Cordials and Liqueurs
Cordials are based on alcohol in which certain herbs, spices, or other ingredients are allowed to steep. Originally, cordials were medicines for the heart (cor in Latin), prescribed in small doses. This evolved to medicines to invigorate and revitalize the heart, body, and spirit – as well as cure diseases. By the 18th century cordials were being imbibed for their intoxicating effects and medicinal virtues, and were fast becoming recreational drinks, the name eventually evolving into “liqueurs.”
Apéritifs and Digestifs
An apéritif is any alcoholic beverage usually served before a meal to stimulate the appetite, while a digestif is any alcoholic beverage served after a meal for the stated purpose of improving digestion. Fortified wine, liqueurs, and dry champagne are common apéritifs. Because apéritifs are served before dining, they are usually dry rather than sweet. Digestifs include herb-infused spirits and fortified wines.

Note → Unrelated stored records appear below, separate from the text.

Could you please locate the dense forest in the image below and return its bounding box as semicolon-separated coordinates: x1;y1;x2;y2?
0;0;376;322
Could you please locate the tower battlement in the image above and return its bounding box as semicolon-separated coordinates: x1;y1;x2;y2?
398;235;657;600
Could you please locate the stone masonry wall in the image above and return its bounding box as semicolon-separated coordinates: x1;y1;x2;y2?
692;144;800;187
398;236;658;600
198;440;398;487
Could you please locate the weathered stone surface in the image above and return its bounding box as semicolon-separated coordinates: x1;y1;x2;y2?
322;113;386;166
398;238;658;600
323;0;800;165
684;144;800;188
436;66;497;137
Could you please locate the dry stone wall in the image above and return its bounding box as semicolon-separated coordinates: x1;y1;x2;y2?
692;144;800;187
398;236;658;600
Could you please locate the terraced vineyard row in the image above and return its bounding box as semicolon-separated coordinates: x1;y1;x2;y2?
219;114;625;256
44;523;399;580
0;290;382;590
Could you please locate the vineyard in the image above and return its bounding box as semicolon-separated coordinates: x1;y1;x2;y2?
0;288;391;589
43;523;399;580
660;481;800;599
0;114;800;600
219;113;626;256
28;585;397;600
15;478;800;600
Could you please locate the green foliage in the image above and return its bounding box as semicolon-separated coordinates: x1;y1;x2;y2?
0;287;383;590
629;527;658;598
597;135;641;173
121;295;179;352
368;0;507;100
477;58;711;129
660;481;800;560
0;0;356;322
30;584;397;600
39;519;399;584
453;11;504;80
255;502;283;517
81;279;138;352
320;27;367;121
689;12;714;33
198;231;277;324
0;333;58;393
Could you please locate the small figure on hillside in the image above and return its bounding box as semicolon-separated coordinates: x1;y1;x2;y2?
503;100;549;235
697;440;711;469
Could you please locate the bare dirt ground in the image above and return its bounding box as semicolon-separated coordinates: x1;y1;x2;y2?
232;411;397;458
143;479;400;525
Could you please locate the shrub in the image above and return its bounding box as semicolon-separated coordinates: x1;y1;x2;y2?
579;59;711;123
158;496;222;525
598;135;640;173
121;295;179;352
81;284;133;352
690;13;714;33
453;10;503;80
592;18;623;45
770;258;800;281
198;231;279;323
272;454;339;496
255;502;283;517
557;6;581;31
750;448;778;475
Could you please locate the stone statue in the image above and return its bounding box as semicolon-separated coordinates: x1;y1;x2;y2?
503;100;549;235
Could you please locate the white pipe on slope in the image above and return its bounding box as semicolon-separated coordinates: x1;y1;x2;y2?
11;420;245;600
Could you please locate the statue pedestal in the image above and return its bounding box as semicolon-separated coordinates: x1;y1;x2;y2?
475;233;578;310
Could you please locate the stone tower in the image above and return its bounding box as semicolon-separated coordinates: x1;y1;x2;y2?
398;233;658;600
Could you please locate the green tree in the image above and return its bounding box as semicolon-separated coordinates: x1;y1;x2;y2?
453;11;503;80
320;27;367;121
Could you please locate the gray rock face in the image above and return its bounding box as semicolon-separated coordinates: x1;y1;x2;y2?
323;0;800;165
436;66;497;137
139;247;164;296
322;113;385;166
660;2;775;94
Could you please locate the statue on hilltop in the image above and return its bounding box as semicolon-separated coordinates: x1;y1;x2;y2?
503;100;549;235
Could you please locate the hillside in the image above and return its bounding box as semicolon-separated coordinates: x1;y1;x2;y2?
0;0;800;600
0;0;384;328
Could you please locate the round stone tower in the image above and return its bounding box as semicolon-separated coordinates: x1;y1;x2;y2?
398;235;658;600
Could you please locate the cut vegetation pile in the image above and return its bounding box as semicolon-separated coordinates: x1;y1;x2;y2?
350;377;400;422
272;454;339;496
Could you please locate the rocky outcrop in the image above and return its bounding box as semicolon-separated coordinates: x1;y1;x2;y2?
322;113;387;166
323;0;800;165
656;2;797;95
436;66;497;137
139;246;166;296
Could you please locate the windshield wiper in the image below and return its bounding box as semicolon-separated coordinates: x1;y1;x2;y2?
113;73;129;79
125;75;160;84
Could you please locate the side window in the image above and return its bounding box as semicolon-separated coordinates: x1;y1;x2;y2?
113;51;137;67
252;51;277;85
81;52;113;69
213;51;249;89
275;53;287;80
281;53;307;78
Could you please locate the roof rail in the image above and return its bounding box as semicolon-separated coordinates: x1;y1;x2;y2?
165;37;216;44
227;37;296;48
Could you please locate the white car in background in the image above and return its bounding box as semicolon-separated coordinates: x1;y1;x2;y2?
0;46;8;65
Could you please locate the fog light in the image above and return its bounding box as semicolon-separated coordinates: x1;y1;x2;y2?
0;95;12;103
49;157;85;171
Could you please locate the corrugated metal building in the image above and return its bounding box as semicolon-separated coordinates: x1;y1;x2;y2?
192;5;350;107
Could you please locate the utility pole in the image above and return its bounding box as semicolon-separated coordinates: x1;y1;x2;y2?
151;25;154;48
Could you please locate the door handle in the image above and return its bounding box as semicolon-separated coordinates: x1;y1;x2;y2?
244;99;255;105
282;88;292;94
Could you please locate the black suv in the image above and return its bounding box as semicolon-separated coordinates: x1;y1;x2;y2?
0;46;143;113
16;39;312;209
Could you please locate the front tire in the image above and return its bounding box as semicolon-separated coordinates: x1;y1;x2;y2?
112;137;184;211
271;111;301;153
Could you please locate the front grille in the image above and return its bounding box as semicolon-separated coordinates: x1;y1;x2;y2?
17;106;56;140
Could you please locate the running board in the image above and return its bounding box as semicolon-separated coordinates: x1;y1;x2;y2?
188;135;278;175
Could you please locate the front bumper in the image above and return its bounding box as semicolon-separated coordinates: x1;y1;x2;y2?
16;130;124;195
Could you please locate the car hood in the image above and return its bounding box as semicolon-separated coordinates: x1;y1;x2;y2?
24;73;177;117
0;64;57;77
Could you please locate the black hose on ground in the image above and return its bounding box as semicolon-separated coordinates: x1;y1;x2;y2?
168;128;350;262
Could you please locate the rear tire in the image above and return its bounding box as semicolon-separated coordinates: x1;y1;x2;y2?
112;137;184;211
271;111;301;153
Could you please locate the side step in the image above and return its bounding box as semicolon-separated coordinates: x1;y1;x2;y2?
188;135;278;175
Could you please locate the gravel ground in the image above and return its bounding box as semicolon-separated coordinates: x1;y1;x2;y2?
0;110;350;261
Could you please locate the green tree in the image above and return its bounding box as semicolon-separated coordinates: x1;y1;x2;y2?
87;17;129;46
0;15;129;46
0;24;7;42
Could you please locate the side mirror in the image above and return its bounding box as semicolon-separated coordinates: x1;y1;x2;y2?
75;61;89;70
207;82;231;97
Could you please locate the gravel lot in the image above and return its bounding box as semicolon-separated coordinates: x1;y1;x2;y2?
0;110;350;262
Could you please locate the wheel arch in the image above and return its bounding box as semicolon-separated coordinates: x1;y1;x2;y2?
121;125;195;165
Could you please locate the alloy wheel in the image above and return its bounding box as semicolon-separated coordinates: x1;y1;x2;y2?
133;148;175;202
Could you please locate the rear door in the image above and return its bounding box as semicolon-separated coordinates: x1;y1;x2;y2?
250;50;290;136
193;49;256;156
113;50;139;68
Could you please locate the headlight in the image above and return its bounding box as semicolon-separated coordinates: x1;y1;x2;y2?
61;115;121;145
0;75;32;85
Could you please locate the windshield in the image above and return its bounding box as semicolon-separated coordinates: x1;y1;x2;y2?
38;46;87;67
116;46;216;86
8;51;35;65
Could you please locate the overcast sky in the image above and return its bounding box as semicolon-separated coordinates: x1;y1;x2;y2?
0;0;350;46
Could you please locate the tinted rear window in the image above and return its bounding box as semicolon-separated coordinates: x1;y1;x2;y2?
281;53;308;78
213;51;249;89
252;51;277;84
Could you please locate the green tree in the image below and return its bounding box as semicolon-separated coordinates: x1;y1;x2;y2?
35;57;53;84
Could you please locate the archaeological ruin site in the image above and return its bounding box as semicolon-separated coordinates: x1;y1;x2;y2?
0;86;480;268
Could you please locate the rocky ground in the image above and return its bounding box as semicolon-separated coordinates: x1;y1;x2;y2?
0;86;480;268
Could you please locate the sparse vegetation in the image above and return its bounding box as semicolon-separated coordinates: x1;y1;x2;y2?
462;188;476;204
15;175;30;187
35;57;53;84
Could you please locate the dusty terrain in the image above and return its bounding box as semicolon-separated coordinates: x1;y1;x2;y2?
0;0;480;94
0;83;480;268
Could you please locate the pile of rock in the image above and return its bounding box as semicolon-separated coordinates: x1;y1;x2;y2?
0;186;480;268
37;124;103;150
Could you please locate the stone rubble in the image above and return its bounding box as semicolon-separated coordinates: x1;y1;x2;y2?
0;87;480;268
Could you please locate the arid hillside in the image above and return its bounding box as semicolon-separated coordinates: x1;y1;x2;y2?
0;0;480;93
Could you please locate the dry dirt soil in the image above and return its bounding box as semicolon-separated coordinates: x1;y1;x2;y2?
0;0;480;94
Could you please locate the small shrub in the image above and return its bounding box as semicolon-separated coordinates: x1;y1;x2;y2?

A tincture is an extract of plant, animal, or mineral material dissolved in ethanol (ethyl alcohol). Solvent concentrations vary from 25 to 60 percent. Some may run as high as 90 percent. Wikipedia mentions “Other solvents for producing tinctures include vinegar, glycerol (also called glycerine), diethyl ether, and propylene glycol.” Some of these are not for internal consumption.
There are laws regulating the production, sale, and consumption of alcoholic beverages. We advise you, the reader, to take the time to know the laws in your area. In the United States (since 1989), alcohol must have warning labels. These labels must warn “of the risks of drinking and driving, operating machinery, drinking while pregnant, and other general health risks.”
(1) According to the Surgeon General, women should not drink alcohol beverages during pregnancy because of the risk of birth defects.
(2) Consumption of alcoholic beverages impairs your ability to drive a car or operate machinery, and may cause health problems.
We urge you to create and consume alcoholic beverages with these warnings in mind.
The authors of this blog have researched the edibility of the materials we discuss, however, humans vary in their ability to tolerate different foods, drinks, and herbs. Individuals consuming flowers, plants, animals or derivatives mentioned in this blog do so entirely at their own risk. The authors on this site are not responsible for any adverse reaction. In case of doubt please consult your medical practitioner.